Gezondheid Geheugen Samenleving Individu Lichaam

Veroudering en Stress in de cel

 

Auteur: Lettie Lubsen


 

Eiwitten katalyseren alle biochemische reacties en zijn belangrijke bouwstenen van de cel. Om hun werk goed te kunnen doen worden eiwitten gevouwen in complexe, driedimensionale structuren. Deze vouwing gebeurt al tijdens de eiwitsynthese met behulp van andere eiwitten, de chaperonnes. Sommige eiwitten zullen spontaan weer ontvouwen, andere ontvouwen pas na beschadiging, bijvoorbeeld door zuurstofradicalen. Ontvouwde eiwitten gaan klonteren en ophoping van eiwitklonten leidt tot beschadiging of zelfs celdood. Chaperonnes binden aan ontvouwde eiwitten en stimuleren daarmee óf hervouwen óf afbraak. Als ontvouwde eiwitten ophopen (stress) gaat de cel bepaalde chaperonnes bijmaken om de hervouwingscapaciteitte vergroten. Dit wordt de ‘heat shock response’ genoemd en de betreffende chaperonnes ‘heat shock proteins’ (hsps), omdat deze ontdekt zijn na blootstelling van cellen aan hoge temperaturen. Een gezonde cel heeft in normale omstandigheden een uitgebreid hsp netwerk.
 
Met veroudering neemt de ‘heat shock response’ af. Hoe dat gaat is niet precies bekend en naar het waarom kunnen wij slechts gissen. De beste verklaring is dat dit een evolutionaire aanpassing is ter vermindering van de kans op kanker, waarschijnlijk omdat chaperonnes de cellen ook beschermen tegen geprogrammeerde celdood. Chaperonnes helpen ontsporende cellen ongeremd te gaan delen.
 
Een verouderende cel heeft minder hsps en kan die bij stress niet genoeg bijmaken, waardoor schade minder goed hersteld kan worden en de kans op eiwitklontering en stapeling toeneemt. Vooral zenuwcellen zijn hiervoor gevoelig omdat ze een zwakke ‘heat shock response’ hebben en voor hun hsps afhankelijk zijn van andere cellen. Dit verklaart mogelijk waarom veel ouderdomsziekten, zoals staar en de ziekte van Alzheimer, eiwitstapelingsziektes zijn en zich vooral als neurologische aandoeningen voordoen.
Hsps remmen het immuunsysteem; een cel die hsps aanmaakt is immers gezond genoeg om het zonder het immuunsysteem af te kunnen. Met het verlies van de ‘heat shock response’ neemt dan ook de kans op  chronische ontstekingen toe.
 
Ook kan afname van chaperonnes genetische verschillen tussen individuen zichtbaar maken. Kleine genetische verschillen tussen individuen kunnen leiden tot variatie in eiwitstructuur.
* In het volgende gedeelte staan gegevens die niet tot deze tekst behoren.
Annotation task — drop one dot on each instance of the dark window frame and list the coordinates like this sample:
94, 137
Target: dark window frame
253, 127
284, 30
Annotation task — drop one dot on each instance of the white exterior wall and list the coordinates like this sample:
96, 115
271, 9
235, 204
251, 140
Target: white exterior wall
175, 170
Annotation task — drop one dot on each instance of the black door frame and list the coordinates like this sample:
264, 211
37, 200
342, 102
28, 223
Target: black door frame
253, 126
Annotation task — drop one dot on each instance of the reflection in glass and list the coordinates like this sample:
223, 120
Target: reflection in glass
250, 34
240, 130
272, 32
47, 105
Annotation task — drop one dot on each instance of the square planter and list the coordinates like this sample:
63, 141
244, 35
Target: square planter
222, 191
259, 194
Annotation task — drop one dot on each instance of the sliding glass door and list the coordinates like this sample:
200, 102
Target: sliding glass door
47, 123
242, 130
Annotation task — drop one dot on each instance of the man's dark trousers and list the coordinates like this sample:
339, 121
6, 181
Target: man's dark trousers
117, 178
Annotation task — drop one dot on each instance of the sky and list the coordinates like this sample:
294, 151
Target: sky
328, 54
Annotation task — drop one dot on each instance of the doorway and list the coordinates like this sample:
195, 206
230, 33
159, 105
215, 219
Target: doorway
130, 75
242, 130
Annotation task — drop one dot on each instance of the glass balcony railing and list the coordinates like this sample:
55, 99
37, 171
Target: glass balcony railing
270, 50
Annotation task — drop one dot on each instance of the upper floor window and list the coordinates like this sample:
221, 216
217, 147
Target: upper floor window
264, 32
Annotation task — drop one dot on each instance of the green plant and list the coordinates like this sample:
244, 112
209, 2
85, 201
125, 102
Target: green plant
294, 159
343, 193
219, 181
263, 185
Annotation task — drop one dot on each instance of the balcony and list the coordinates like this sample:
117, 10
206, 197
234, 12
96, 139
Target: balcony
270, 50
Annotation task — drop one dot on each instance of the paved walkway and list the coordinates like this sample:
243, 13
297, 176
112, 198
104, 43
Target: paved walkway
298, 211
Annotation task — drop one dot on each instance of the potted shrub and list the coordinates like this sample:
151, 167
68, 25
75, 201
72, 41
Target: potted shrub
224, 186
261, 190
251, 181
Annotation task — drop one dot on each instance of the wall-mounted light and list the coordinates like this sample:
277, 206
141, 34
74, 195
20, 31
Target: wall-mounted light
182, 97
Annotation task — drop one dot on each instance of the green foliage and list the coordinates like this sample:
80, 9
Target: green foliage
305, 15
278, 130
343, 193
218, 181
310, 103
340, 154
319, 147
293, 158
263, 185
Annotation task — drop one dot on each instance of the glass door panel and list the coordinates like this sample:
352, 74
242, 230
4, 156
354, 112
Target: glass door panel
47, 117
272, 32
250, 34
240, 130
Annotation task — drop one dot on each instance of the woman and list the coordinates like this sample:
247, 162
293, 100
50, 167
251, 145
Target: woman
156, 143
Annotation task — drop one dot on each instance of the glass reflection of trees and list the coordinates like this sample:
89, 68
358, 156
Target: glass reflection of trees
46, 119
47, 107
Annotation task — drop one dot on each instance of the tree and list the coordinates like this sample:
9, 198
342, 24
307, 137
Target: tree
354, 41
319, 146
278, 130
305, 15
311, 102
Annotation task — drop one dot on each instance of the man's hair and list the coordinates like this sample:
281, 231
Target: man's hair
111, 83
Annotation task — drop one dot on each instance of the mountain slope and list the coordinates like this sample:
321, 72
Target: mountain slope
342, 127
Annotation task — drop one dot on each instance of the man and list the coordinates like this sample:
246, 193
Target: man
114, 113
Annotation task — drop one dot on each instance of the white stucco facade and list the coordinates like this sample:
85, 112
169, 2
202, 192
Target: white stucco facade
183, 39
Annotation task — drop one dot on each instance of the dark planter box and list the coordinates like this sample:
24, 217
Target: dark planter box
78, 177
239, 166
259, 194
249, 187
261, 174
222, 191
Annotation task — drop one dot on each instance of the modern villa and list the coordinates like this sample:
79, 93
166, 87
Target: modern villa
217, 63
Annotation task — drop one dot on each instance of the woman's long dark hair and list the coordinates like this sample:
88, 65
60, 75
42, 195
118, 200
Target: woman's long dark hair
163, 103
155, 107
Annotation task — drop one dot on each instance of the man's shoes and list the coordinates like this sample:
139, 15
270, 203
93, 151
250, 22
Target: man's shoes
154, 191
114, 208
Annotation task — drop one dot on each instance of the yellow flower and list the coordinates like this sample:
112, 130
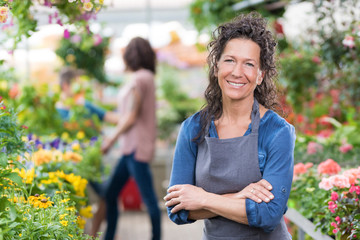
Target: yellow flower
88, 6
80, 134
70, 58
64, 223
75, 157
45, 203
65, 136
86, 212
71, 209
42, 156
27, 176
81, 222
65, 200
75, 147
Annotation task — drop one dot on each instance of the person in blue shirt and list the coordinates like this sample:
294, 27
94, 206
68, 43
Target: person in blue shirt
233, 160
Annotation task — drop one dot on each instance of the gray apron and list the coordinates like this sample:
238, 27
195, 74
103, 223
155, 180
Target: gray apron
228, 166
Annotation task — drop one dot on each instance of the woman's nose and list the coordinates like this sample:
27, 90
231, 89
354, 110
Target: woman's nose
237, 70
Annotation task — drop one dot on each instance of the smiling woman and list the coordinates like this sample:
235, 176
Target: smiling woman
233, 161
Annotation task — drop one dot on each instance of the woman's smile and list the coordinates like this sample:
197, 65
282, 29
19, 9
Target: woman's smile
235, 84
238, 69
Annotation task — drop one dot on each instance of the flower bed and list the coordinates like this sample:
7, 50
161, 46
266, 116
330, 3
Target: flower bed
329, 197
41, 195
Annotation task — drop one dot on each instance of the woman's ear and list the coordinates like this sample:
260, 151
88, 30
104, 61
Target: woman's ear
260, 77
216, 71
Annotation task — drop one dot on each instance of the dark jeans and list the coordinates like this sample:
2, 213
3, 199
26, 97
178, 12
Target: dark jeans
127, 167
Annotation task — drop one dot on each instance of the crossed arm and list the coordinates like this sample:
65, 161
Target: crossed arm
202, 204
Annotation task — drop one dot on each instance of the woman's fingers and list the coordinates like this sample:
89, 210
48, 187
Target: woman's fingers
265, 184
260, 191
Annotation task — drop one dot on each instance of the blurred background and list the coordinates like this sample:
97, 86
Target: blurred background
318, 55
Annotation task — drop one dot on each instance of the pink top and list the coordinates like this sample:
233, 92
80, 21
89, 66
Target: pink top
140, 138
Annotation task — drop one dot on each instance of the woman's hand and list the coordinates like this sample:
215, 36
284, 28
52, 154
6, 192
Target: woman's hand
258, 192
106, 146
186, 196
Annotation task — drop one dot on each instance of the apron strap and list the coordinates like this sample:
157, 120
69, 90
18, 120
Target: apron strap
255, 117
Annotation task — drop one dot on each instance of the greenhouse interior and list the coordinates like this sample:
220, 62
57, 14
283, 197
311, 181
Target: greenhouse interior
97, 144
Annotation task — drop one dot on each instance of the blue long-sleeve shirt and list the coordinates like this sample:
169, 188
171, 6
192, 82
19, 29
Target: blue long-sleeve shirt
276, 143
Door een net iets andere structuur kan een eiwit minder stabiel worden, waardoor het sneller ontvouwt. In jonge cellen is dit geen probleem, maar in een verouderende cel zal hervouwing minder efficiënt gebeuren en de activiteit van het eiwit afnemen. Zo zullen bij iedereen verschillende activiteiten achteruit gaan. Dit is een mogelijke verklaring voor de verschillen in ouder worden.
 
Er wordt momenteel onderzocht of stoffen die de aanmaak van hsps verhogen, kunnen helpen bij de behandeling van chronische ontstekingsziektes als reuma. Als algemeen middel tegen ouderdomskwalen zijn deze stoffen waarschijnlijk niet geschikt. Aangezien hsps de celdeling bevorderen en beschermen tegen chemo- en radiotherapie, verhogen deze stoffen namelijk de kans op kanker. Remming van hsps wordt daarom wel gezien als mogelijke manier om de groei van kankercellen te remmen en de effectiviteit van therapie te verhogen. Het inzetten van hsps tegen verouderingsziektes in het algemeen moet dus selectief gebeuren: niet de capaciteit van het hele chaperonne netwerk verhogen maar alleen dat deel dat eiwitklontering tegengaat.